I filled out the daycare admission paperwork yesterday with the intention of packing up Alex and heading over to the center, dropping it off and stopping in the infant room to re-meet the teachers and let them have a look at the boy. Apparently I am insane because filling out the paperwork almost made me cry and I totally chickened out on going to the daycare.

I am not really sure what that was all about, but here are some theories I am working on:
1. If I take him to daycare it means I have to work at the office and not at home. Boo.
2. The daycare is not going to be the loving and development promoting place I remember and I am going to have to find a new one.
3. I have him now...and I kinda like him and I am not so sure about this not being with him all day thing.

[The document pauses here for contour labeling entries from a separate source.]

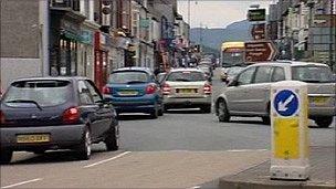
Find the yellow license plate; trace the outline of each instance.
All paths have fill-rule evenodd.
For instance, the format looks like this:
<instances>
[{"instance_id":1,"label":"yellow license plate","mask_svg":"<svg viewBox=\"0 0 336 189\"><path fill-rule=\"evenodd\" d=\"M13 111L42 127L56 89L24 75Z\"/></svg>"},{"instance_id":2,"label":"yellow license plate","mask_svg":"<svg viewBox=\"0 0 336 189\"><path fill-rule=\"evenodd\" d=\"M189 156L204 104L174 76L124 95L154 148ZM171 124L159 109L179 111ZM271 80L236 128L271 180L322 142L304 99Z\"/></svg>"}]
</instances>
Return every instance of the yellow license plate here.
<instances>
[{"instance_id":1,"label":"yellow license plate","mask_svg":"<svg viewBox=\"0 0 336 189\"><path fill-rule=\"evenodd\" d=\"M196 93L197 90L193 88L180 88L179 93Z\"/></svg>"},{"instance_id":2,"label":"yellow license plate","mask_svg":"<svg viewBox=\"0 0 336 189\"><path fill-rule=\"evenodd\" d=\"M50 141L50 135L18 135L17 143L48 143Z\"/></svg>"},{"instance_id":3,"label":"yellow license plate","mask_svg":"<svg viewBox=\"0 0 336 189\"><path fill-rule=\"evenodd\" d=\"M327 101L328 97L324 97L324 96L315 96L309 98L309 102L313 104L325 104Z\"/></svg>"},{"instance_id":4,"label":"yellow license plate","mask_svg":"<svg viewBox=\"0 0 336 189\"><path fill-rule=\"evenodd\" d=\"M138 92L136 92L136 91L122 91L118 94L122 95L122 96L134 96L134 95L137 95Z\"/></svg>"}]
</instances>

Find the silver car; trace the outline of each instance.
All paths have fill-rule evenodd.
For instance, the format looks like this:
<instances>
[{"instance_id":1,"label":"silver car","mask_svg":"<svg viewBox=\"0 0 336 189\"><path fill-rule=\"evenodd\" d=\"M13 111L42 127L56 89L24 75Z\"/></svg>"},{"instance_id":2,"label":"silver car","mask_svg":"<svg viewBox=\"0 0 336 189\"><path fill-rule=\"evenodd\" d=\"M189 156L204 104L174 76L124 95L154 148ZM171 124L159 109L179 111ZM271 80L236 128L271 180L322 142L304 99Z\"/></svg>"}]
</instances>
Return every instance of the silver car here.
<instances>
[{"instance_id":1,"label":"silver car","mask_svg":"<svg viewBox=\"0 0 336 189\"><path fill-rule=\"evenodd\" d=\"M326 64L305 62L259 63L241 71L216 99L219 120L259 116L270 124L271 84L291 80L308 84L308 116L319 127L328 127L336 115L335 78Z\"/></svg>"},{"instance_id":2,"label":"silver car","mask_svg":"<svg viewBox=\"0 0 336 189\"><path fill-rule=\"evenodd\" d=\"M212 86L204 72L198 69L171 70L162 84L165 109L200 107L211 112Z\"/></svg>"}]
</instances>

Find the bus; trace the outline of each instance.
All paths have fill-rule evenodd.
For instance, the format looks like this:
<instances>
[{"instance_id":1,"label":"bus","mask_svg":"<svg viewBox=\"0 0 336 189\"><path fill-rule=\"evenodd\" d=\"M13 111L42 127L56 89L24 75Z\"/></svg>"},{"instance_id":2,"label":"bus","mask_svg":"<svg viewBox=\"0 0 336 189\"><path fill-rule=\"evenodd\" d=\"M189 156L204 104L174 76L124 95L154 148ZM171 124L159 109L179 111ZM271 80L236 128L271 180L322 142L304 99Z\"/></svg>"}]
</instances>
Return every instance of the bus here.
<instances>
[{"instance_id":1,"label":"bus","mask_svg":"<svg viewBox=\"0 0 336 189\"><path fill-rule=\"evenodd\" d=\"M244 42L223 42L221 46L222 67L244 64L245 44Z\"/></svg>"}]
</instances>

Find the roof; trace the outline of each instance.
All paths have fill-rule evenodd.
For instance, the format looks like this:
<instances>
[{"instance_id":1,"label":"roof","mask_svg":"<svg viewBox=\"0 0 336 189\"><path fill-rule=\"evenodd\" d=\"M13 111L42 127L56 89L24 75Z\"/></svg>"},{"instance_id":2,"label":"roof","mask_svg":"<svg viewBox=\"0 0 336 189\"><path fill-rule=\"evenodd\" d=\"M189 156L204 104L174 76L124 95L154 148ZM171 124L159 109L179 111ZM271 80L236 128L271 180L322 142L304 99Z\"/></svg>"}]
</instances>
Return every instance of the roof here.
<instances>
[{"instance_id":1,"label":"roof","mask_svg":"<svg viewBox=\"0 0 336 189\"><path fill-rule=\"evenodd\" d=\"M120 67L114 70L113 72L119 72L119 71L143 71L143 72L151 73L151 70L149 67L138 67L138 66Z\"/></svg>"},{"instance_id":2,"label":"roof","mask_svg":"<svg viewBox=\"0 0 336 189\"><path fill-rule=\"evenodd\" d=\"M274 62L263 62L263 63L255 63L252 65L291 65L291 66L304 66L304 65L318 65L318 66L328 66L327 64L324 63L316 63L316 62L300 62L300 61L274 61Z\"/></svg>"},{"instance_id":3,"label":"roof","mask_svg":"<svg viewBox=\"0 0 336 189\"><path fill-rule=\"evenodd\" d=\"M23 82L23 81L54 81L54 80L74 81L74 80L90 80L90 78L84 77L84 76L33 76L33 77L17 78L13 82Z\"/></svg>"},{"instance_id":4,"label":"roof","mask_svg":"<svg viewBox=\"0 0 336 189\"><path fill-rule=\"evenodd\" d=\"M221 49L224 50L228 48L245 48L245 43L244 42L223 42Z\"/></svg>"}]
</instances>

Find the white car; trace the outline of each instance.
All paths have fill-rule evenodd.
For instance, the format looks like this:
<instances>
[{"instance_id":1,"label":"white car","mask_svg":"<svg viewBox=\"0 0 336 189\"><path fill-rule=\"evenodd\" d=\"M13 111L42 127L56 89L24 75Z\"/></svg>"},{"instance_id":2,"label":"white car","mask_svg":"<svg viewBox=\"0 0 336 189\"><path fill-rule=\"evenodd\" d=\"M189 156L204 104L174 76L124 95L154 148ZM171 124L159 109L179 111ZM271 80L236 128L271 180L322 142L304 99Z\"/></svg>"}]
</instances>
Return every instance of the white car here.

So I decided yesterday to not stress about it and let myself kick around my issues for a day and make it my goal to get the paperwork there today. The thing is, I know this is a good thing for all of us. I can get back to feeling like a contributing member of society instead of living in questionable attire all day. Travis won't have to constantly reassure me that although I am not "working" I really do have an important job right now. And Alex will be on his way to gaining socialization and development skills that I am not sure I could teach him if I kept him home all the time. Oh and the pesky fact that we cannot afford for me to stay home and not get paid...details.

But then my really rational imagination takes over. And all I can see when I picture the infant room at the daycare is screaming dirty babies and chain smoking teachers all splitting a plastic handle of Siberian Ice vodka and glaring at the babies. Yes yes that must be what happens when the parents leave and the teachers are alone. I just haven't figured out how they have managed to hide their horrible scheme and stay in business longer than I have been alive. They sure are tricky those nasty people who care for tiny children for a living.

Once again, there is a part of my brain that will win over the ridiculous part of my brain. Hopefully it will be before I have to leave my sweet boy with the evil drunken teachers.